Breath hydrogen excretion as a screening test for the early diagnosis of necrotizing enterocolitis
H. W. Cheu, D. R. Brown and M. I. Rowe
Department of Surgery, Children's Hospital of Pittsburgh, PA.
We measured breath H2 excretion in 122 neonates from birth to 1 month of
age. The patients weighed less than 2000 g at birth and thus were at risk
for developing necrotizing enterocolitis (NEC). Hydrogen excretion was
normalized for the quality of the expired air by dividing by the carbon
dioxide pressure of the gas sample. The mean (+/- SD) peak H2/CO2 ratio was
significantly different between the seven patients who subsequently
developed NEC (9.4 +/- 2.7 ppm/mm Hg) and the 115 patients who did not (5.0
+/- 3.5 ppm/mm Hg). The prevalence of NEC was 5.7% in the present study.
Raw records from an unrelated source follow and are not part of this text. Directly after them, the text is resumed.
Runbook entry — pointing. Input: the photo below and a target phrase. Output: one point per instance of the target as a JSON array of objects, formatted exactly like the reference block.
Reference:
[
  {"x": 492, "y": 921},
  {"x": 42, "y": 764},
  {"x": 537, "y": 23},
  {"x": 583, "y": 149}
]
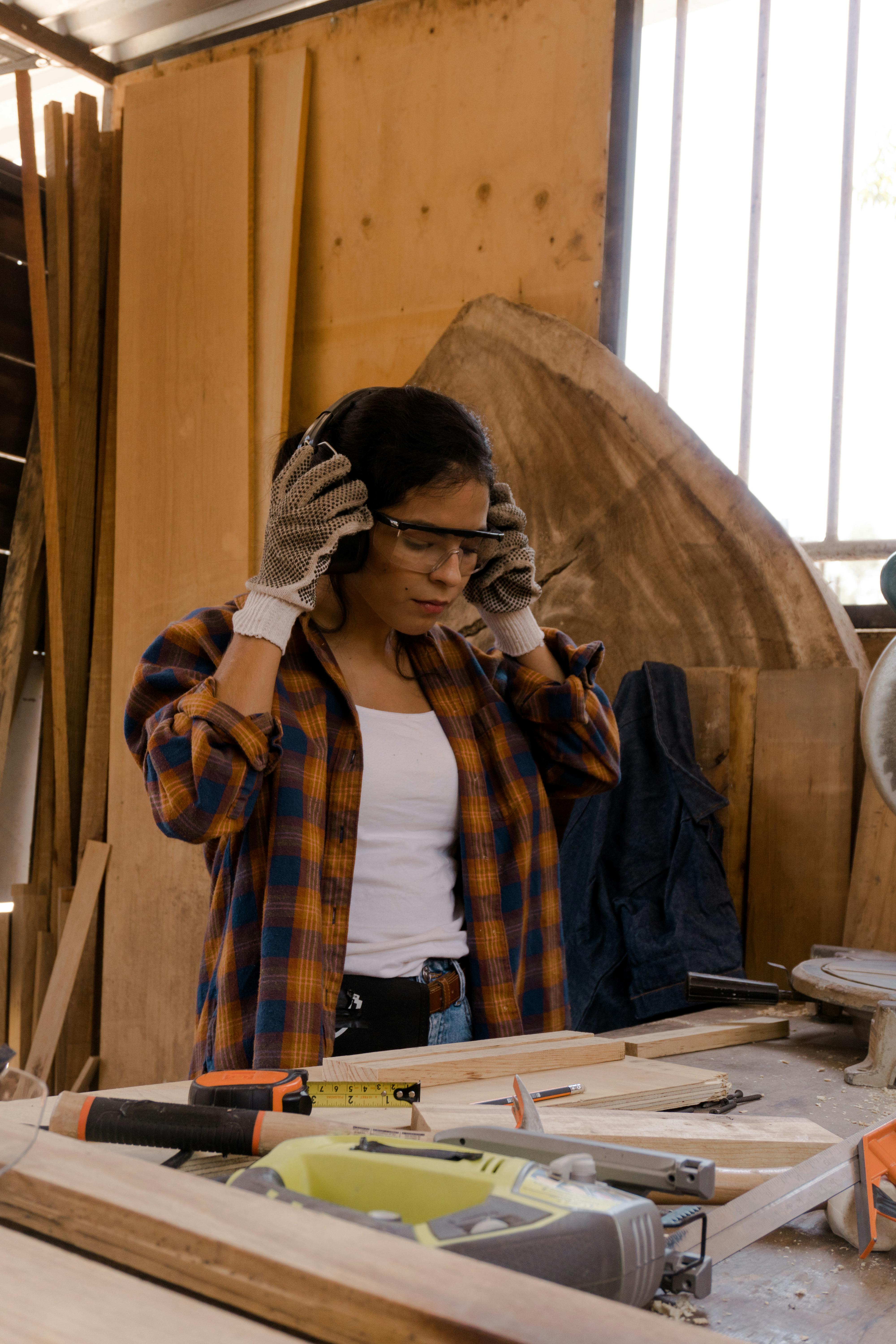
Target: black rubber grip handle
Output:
[{"x": 159, "y": 1124}]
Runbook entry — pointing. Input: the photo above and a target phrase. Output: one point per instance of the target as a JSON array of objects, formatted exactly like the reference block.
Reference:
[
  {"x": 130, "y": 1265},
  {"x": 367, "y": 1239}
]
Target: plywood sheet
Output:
[
  {"x": 871, "y": 909},
  {"x": 801, "y": 815},
  {"x": 454, "y": 150},
  {"x": 183, "y": 495}
]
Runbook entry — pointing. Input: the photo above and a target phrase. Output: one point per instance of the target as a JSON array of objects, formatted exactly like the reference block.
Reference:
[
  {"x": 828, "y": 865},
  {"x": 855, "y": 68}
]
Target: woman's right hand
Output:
[{"x": 312, "y": 506}]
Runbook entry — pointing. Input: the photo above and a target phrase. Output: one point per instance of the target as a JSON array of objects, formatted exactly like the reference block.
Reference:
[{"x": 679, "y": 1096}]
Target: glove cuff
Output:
[
  {"x": 516, "y": 632},
  {"x": 267, "y": 618}
]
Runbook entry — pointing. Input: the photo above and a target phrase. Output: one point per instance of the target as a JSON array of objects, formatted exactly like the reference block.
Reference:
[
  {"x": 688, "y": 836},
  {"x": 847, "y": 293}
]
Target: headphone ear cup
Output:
[{"x": 350, "y": 554}]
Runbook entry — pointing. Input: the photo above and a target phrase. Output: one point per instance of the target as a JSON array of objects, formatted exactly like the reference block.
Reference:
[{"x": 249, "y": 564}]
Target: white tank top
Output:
[{"x": 404, "y": 908}]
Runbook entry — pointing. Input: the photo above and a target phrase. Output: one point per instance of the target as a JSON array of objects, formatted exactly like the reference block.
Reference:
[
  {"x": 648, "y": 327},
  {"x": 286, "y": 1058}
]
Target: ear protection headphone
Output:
[{"x": 351, "y": 553}]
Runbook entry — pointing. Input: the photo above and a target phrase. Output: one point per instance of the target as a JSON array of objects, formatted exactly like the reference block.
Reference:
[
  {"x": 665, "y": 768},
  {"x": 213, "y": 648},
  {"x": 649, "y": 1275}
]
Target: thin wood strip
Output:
[
  {"x": 23, "y": 573},
  {"x": 485, "y": 1064},
  {"x": 45, "y": 955},
  {"x": 46, "y": 417},
  {"x": 60, "y": 280},
  {"x": 683, "y": 1041},
  {"x": 289, "y": 1267},
  {"x": 81, "y": 487},
  {"x": 43, "y": 1048}
]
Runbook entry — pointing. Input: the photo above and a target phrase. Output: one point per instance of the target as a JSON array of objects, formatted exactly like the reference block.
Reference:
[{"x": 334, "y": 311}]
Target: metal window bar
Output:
[
  {"x": 672, "y": 218},
  {"x": 753, "y": 251},
  {"x": 843, "y": 272}
]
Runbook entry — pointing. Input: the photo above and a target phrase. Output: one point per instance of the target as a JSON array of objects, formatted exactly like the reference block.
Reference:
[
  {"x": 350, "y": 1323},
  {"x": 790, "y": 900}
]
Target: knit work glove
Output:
[
  {"x": 503, "y": 591},
  {"x": 311, "y": 509}
]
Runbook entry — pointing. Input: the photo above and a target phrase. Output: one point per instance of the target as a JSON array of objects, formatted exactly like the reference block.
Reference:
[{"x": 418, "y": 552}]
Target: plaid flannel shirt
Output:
[{"x": 275, "y": 800}]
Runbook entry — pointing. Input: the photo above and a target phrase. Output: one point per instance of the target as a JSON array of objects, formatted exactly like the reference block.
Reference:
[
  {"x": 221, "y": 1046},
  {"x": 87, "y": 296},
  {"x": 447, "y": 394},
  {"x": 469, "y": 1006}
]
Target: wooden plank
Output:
[
  {"x": 244, "y": 1252},
  {"x": 58, "y": 48},
  {"x": 801, "y": 814},
  {"x": 183, "y": 440},
  {"x": 871, "y": 909},
  {"x": 6, "y": 920},
  {"x": 741, "y": 764},
  {"x": 45, "y": 956},
  {"x": 43, "y": 1046},
  {"x": 81, "y": 480},
  {"x": 409, "y": 210},
  {"x": 89, "y": 1303},
  {"x": 46, "y": 420},
  {"x": 441, "y": 1070},
  {"x": 60, "y": 278},
  {"x": 465, "y": 1048},
  {"x": 77, "y": 1040},
  {"x": 283, "y": 92},
  {"x": 29, "y": 919},
  {"x": 622, "y": 1085},
  {"x": 733, "y": 1142},
  {"x": 687, "y": 1041},
  {"x": 22, "y": 577}
]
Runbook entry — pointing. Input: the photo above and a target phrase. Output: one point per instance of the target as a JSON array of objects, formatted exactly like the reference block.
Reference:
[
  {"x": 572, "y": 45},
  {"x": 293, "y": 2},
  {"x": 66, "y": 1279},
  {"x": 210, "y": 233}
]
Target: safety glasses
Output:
[{"x": 425, "y": 549}]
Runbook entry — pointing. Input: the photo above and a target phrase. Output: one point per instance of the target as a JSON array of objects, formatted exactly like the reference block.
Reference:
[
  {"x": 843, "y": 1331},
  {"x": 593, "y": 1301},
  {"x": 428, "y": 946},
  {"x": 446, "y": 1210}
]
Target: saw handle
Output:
[{"x": 202, "y": 1130}]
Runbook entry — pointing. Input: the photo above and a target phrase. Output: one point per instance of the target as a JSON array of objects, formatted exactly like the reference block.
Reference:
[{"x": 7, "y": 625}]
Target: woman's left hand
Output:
[{"x": 504, "y": 588}]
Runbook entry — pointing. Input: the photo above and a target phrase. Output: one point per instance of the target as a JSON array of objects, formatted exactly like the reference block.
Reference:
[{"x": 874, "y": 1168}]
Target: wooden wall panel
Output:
[
  {"x": 453, "y": 150},
  {"x": 183, "y": 507},
  {"x": 871, "y": 912},
  {"x": 803, "y": 802}
]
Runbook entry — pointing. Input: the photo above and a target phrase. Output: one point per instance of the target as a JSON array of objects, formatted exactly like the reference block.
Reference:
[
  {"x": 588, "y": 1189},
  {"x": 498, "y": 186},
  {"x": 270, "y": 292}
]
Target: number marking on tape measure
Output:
[{"x": 365, "y": 1095}]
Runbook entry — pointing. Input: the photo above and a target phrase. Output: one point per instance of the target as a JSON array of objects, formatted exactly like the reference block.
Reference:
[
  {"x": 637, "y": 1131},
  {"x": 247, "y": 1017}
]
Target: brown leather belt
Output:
[{"x": 445, "y": 990}]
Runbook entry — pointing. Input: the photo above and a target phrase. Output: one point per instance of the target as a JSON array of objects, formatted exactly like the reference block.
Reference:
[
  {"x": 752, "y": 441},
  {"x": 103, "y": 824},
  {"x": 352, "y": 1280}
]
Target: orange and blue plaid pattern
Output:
[{"x": 275, "y": 800}]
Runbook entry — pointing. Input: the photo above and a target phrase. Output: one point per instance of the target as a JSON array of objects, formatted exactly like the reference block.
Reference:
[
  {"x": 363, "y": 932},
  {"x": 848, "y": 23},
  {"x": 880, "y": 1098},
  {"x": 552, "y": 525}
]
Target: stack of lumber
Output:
[{"x": 66, "y": 506}]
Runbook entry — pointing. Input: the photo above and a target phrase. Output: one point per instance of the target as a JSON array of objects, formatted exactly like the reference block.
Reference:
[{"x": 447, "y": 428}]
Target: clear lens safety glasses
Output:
[{"x": 425, "y": 549}]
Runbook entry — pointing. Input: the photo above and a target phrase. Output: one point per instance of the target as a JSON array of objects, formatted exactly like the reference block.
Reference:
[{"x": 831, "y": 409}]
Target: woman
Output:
[{"x": 326, "y": 739}]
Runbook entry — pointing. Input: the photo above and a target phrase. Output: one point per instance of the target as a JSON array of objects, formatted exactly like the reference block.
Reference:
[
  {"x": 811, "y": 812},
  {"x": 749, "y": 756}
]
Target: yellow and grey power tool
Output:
[{"x": 558, "y": 1209}]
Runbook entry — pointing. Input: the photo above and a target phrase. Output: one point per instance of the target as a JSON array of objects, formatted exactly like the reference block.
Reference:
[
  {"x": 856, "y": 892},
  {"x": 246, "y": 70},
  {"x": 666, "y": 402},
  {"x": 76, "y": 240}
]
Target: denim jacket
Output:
[{"x": 643, "y": 886}]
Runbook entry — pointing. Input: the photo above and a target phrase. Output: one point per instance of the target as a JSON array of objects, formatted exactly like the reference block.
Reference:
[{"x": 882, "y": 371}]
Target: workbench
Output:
[
  {"x": 800, "y": 1286},
  {"x": 803, "y": 1286}
]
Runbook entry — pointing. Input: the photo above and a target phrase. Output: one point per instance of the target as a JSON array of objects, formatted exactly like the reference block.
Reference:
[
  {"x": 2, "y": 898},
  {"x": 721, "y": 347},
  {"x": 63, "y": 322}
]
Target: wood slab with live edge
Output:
[
  {"x": 435, "y": 1070},
  {"x": 291, "y": 1267}
]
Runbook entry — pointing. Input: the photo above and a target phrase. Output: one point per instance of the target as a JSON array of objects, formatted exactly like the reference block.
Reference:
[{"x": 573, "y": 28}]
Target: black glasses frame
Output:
[{"x": 440, "y": 532}]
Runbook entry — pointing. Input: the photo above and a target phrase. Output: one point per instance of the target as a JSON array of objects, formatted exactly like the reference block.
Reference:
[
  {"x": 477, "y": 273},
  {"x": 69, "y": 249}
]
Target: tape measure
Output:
[{"x": 363, "y": 1095}]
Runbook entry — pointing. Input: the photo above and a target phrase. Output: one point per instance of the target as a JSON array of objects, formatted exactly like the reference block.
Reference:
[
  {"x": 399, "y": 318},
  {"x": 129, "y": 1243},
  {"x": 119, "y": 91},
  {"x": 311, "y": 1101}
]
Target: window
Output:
[{"x": 756, "y": 196}]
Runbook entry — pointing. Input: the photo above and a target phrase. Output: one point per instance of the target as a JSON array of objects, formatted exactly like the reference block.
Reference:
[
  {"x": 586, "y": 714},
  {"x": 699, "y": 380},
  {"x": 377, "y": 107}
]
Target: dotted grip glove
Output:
[
  {"x": 503, "y": 591},
  {"x": 311, "y": 509}
]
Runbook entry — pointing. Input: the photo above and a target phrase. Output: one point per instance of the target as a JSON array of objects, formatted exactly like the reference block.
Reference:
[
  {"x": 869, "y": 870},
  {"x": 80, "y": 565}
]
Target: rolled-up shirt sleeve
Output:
[
  {"x": 570, "y": 725},
  {"x": 203, "y": 763}
]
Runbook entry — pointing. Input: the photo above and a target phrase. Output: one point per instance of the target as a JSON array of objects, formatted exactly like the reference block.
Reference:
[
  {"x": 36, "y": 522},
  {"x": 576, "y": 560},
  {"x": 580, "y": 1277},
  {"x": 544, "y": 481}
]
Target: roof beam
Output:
[{"x": 22, "y": 26}]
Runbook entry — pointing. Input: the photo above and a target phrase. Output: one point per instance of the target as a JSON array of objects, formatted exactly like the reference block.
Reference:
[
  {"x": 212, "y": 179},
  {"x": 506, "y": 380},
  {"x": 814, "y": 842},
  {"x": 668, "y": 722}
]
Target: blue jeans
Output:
[{"x": 454, "y": 1023}]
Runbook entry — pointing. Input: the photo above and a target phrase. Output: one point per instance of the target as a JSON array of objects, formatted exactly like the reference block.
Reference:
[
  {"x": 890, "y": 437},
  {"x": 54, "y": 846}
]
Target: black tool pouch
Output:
[{"x": 374, "y": 1014}]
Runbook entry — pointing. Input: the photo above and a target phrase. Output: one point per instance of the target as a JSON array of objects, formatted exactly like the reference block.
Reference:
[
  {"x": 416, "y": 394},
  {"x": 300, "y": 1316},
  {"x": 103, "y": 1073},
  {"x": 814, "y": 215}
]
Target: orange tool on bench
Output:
[
  {"x": 877, "y": 1159},
  {"x": 254, "y": 1089}
]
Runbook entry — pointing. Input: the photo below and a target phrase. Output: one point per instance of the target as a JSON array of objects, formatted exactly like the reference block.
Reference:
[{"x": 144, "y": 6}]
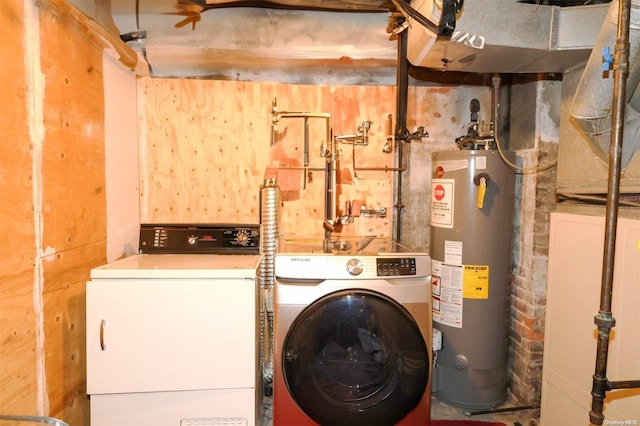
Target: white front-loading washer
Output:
[
  {"x": 352, "y": 334},
  {"x": 172, "y": 339}
]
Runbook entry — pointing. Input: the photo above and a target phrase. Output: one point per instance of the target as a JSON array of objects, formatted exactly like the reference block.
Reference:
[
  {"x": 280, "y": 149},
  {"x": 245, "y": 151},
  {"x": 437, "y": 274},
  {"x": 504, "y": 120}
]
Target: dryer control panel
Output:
[
  {"x": 200, "y": 238},
  {"x": 396, "y": 266}
]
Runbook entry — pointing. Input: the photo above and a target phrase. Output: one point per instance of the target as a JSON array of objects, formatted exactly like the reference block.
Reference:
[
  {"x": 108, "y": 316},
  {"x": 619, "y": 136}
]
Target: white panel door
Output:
[
  {"x": 170, "y": 335},
  {"x": 573, "y": 299}
]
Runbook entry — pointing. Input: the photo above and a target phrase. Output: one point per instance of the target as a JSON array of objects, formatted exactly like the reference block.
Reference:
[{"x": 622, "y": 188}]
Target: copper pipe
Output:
[{"x": 604, "y": 319}]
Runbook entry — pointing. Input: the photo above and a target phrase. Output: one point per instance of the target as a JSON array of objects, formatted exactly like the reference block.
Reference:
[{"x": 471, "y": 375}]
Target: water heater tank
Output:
[{"x": 472, "y": 200}]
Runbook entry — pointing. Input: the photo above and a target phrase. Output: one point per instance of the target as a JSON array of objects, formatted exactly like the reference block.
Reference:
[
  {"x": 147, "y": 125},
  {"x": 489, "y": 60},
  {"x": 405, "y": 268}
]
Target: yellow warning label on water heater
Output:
[{"x": 475, "y": 282}]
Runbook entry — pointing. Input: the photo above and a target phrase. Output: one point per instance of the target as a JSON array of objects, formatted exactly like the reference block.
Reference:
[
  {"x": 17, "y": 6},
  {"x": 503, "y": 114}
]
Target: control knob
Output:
[
  {"x": 242, "y": 238},
  {"x": 355, "y": 266}
]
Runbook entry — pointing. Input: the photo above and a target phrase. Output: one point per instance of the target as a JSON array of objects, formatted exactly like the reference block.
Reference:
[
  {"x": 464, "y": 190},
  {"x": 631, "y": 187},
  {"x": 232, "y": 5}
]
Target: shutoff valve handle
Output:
[{"x": 481, "y": 180}]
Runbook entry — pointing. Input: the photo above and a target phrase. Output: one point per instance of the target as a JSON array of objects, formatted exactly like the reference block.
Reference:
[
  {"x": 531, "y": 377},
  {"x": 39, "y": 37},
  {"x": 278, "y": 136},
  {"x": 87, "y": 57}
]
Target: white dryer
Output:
[
  {"x": 352, "y": 334},
  {"x": 172, "y": 339}
]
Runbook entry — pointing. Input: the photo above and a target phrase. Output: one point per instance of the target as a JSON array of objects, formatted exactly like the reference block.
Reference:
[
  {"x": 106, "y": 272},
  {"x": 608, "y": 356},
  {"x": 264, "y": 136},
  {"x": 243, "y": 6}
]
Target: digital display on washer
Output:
[{"x": 395, "y": 266}]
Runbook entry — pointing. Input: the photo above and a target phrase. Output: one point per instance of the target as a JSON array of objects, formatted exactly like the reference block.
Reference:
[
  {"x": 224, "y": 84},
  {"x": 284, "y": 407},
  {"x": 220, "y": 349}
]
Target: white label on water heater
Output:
[
  {"x": 447, "y": 293},
  {"x": 442, "y": 196}
]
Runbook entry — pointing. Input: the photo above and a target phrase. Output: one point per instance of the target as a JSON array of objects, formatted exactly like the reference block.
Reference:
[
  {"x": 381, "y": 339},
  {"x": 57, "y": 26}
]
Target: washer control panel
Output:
[
  {"x": 395, "y": 266},
  {"x": 200, "y": 238}
]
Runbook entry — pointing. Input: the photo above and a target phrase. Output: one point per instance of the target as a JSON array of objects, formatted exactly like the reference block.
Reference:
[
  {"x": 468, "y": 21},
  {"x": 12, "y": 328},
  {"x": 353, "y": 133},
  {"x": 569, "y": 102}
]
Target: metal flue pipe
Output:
[{"x": 604, "y": 319}]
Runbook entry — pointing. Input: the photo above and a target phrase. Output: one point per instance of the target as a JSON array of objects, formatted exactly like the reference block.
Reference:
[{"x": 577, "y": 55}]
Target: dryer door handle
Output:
[{"x": 103, "y": 326}]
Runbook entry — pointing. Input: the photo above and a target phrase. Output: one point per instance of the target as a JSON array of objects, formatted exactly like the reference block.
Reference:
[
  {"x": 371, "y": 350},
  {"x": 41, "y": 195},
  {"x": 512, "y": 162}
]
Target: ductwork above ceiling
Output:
[
  {"x": 507, "y": 37},
  {"x": 240, "y": 39}
]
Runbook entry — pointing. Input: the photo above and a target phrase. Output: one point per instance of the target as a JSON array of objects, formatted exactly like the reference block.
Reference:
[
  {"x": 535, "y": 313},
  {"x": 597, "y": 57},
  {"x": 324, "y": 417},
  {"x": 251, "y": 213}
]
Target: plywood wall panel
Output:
[
  {"x": 65, "y": 275},
  {"x": 206, "y": 148},
  {"x": 73, "y": 211},
  {"x": 18, "y": 380}
]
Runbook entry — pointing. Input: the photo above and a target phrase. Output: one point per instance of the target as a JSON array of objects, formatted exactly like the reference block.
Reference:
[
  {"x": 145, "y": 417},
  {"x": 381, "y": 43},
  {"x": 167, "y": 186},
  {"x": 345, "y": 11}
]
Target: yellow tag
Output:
[
  {"x": 482, "y": 189},
  {"x": 475, "y": 279}
]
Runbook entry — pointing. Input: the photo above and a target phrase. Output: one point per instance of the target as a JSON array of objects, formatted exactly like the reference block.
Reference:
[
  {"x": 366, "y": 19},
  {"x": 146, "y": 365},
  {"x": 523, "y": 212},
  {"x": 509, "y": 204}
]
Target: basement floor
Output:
[
  {"x": 522, "y": 417},
  {"x": 442, "y": 411}
]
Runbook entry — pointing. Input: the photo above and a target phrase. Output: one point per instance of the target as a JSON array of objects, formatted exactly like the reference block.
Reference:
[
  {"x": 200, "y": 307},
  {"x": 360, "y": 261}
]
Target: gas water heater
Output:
[{"x": 472, "y": 200}]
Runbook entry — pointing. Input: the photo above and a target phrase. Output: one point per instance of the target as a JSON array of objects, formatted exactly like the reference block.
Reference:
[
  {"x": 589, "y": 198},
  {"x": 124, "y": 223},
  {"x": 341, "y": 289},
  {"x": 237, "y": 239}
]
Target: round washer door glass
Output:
[{"x": 355, "y": 357}]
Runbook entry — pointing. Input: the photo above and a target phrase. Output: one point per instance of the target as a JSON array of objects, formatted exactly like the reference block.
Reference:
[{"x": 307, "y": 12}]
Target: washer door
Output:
[{"x": 355, "y": 357}]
Defining a positive test as one with a ratio value of greater than or equal
to 8.0 ppm/mm Hg, the resulting screening test had a sensitivity of 86% and
a specificity of 90%. The screening test yielded a 33% predictive value of
a positive test and a 99% predictive value of a negative test. High H2
excretion occurred eight to 28 hours before the earliest clinical signs of
NEC. Breath H2 excretion is a simple noninvasive test that may be useful in
the management of the premature neonate at risk for the development of NEC.